Das Neue Evangelium / Milo Rau / 2020
Was würde Jesus im 21. Jahrhundert predigen? Wer wären seine Jünger? Regisseur Milo Rau (DAS KONGO TRIBUNAL) kehrt in der süditalienischen Stadt Matera zu den Ursprüngen des Evangeliums zurück und inszeniert es als Passionsspiel einer Gesellschaft, die geprägt ist von Unrecht und Ungleichheit. Gemeinsam mit dem Politaktivisten Yvan Sagnet, der Jesus verkörpert, erschafft Rau eine zutiefst biblische Geschichte. Nach Jesus‘ Vorbild kehrt Yvan als „Menschenfischer“ in das größte der Flüchtlingslager bei Matera zurück. Unter den dort Gestrandeten, findet er seine „Jünger“. Verzweifelte, die über das Mittelmeer nach Europa gekommen sind, um auf den Tomatenfeldern Süditaliens versklavt zu werden und dort unter unmenschlichen Bedingungen in regelrechten Ghettos hausen – allein in Italien sind das mehr als 500.000 Menschen. Gemeinsam mit ansässigen Kleinbäuerinnen und -bauern begründen sie den „Revolte der Würde“ („The Revolt of Dignity“), eine politische Kampagne, die für die Rechte von Migrantinnen und Migranten kämpft.
DAS NEUE EVANGELIUM ist ein filmisches Meisterwerk zwischen Dokumentarfilm, Spielfilm und politischer Aktionskunst. Popstar der Kultur- und Theaterszene Milo Rau inszeniert mit Flüchtlingsaktivist Yvan Sagnet eine moderne Geschichte eines Schwarzen Jesus mit radikal aktuellen Bezügen. Hauptdarsteller Yvan Sagnet stammt aus Kamerun und arbeitete selbst auf einer Tomatenplantage in Apulien, bis er 2011 den bisher größten Streik in der italienischen Landwirtschaft organisierte. Für das Filmprojekt zieht er 2019 durch die Lager rund um Matera, wo er seine „Jünger“ findet. Es gesellen sich zahlreiche Laiendarstellerinnen und -darsteller aus Matera selbst dazu sowie Kleinbäuerinnen und -bauern der Region, die von großen Agrarunternehmen in den Bankrott getrieben werden und Seite an Seite mit den Flüchtlingen auf die Missstände aufmerksam machen.

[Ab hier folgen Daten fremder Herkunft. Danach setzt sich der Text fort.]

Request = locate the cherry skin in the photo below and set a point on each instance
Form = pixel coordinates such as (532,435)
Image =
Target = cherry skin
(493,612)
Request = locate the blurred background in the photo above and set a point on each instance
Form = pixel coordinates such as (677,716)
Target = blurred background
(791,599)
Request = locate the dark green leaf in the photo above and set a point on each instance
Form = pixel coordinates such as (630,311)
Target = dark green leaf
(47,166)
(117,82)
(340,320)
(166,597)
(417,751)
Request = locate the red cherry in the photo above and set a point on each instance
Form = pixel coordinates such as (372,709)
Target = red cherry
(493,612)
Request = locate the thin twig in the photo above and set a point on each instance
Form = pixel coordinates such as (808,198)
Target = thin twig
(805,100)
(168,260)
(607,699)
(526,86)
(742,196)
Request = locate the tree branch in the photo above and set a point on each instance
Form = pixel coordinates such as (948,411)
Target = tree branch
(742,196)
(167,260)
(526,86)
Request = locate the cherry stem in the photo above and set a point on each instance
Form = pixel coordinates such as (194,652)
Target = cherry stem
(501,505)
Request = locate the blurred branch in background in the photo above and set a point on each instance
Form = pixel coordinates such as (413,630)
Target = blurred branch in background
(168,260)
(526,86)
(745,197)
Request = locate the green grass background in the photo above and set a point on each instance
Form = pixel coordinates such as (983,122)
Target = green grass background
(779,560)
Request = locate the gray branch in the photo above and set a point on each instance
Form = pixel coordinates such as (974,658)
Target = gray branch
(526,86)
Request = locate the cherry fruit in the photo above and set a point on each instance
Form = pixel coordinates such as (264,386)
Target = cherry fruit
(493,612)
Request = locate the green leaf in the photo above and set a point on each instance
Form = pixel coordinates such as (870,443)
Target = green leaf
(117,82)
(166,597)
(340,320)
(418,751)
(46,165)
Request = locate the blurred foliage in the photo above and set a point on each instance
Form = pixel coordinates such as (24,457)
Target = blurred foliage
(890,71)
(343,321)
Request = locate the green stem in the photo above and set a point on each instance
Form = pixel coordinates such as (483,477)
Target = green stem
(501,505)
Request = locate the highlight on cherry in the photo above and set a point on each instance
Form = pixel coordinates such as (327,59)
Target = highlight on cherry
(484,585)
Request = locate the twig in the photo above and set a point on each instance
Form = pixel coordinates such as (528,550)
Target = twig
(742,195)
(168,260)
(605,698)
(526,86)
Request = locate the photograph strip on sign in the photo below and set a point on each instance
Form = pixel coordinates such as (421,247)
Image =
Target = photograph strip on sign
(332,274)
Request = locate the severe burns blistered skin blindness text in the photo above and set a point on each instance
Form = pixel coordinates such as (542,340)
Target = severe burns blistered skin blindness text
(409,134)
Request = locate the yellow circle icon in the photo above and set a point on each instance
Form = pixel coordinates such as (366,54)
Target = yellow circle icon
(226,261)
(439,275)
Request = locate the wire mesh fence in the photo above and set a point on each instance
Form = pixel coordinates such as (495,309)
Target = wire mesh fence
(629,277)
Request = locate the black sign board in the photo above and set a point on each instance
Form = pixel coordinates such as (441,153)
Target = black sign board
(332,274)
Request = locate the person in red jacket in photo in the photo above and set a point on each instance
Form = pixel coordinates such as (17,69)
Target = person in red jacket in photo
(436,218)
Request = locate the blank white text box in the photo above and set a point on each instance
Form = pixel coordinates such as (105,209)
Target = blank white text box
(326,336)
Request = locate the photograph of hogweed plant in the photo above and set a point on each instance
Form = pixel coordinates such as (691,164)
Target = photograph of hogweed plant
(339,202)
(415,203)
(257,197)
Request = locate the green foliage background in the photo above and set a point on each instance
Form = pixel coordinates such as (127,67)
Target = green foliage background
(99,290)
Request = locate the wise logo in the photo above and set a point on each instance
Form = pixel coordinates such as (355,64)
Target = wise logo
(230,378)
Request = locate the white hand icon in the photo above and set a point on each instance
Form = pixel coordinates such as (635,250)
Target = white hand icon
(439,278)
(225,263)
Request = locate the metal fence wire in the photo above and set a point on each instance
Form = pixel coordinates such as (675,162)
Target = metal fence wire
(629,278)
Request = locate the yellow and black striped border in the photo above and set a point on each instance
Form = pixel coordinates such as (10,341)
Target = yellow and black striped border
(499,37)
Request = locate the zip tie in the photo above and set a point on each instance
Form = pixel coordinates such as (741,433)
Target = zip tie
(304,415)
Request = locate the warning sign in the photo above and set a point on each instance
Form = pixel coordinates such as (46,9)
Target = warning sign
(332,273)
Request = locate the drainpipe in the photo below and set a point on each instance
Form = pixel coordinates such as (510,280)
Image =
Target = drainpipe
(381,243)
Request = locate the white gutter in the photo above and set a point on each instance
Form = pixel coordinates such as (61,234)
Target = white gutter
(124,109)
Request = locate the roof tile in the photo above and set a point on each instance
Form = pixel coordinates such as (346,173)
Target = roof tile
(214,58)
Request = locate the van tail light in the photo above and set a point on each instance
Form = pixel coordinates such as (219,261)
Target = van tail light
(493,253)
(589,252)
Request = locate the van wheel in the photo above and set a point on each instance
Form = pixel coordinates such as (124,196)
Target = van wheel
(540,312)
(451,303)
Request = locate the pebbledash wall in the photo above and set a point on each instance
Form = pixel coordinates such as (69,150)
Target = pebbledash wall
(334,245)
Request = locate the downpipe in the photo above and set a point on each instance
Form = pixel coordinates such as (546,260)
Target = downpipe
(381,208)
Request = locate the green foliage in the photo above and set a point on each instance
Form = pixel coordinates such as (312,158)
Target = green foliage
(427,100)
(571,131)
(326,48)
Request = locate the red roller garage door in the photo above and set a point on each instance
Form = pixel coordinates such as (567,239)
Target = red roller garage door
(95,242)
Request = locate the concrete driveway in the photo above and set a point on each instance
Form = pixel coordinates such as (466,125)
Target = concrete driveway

Gleichzeitig besetzt Milo Rau weitere Rollen mit Schauspielern und Schauspielerinnen aus den Filmen von Pier Paolo Pasolini und Mel Gibson: So ist Enrique Irazoqui, der jüngst verstorbene Jesus-Darsteller Pasolinis, in seiner letzten Filmrolle zu sehen. Als Johannes der Täufer übergibt er mit der Taufe gleichsam den Staffelstab der Jesus-Rolle an Yvan Sagnet. Maia Morgenstern spielt – wie auch bei Mel Gibson – die Mutter des Messias. Und der von der Kritik gefeierte und in Cannes 2018 als bester Schauspieler ausgezeichnete Marcello Fonte spielt Pontius Pilatus. DOP Thomas Eirich-Schneider sind die ikonographisch starken Blickwinkel und eindrucksvollen Bilder zu verdanken, die von der gefühlvollen Musik und Off-Stimme von Vinicio Capossela umspielt werden.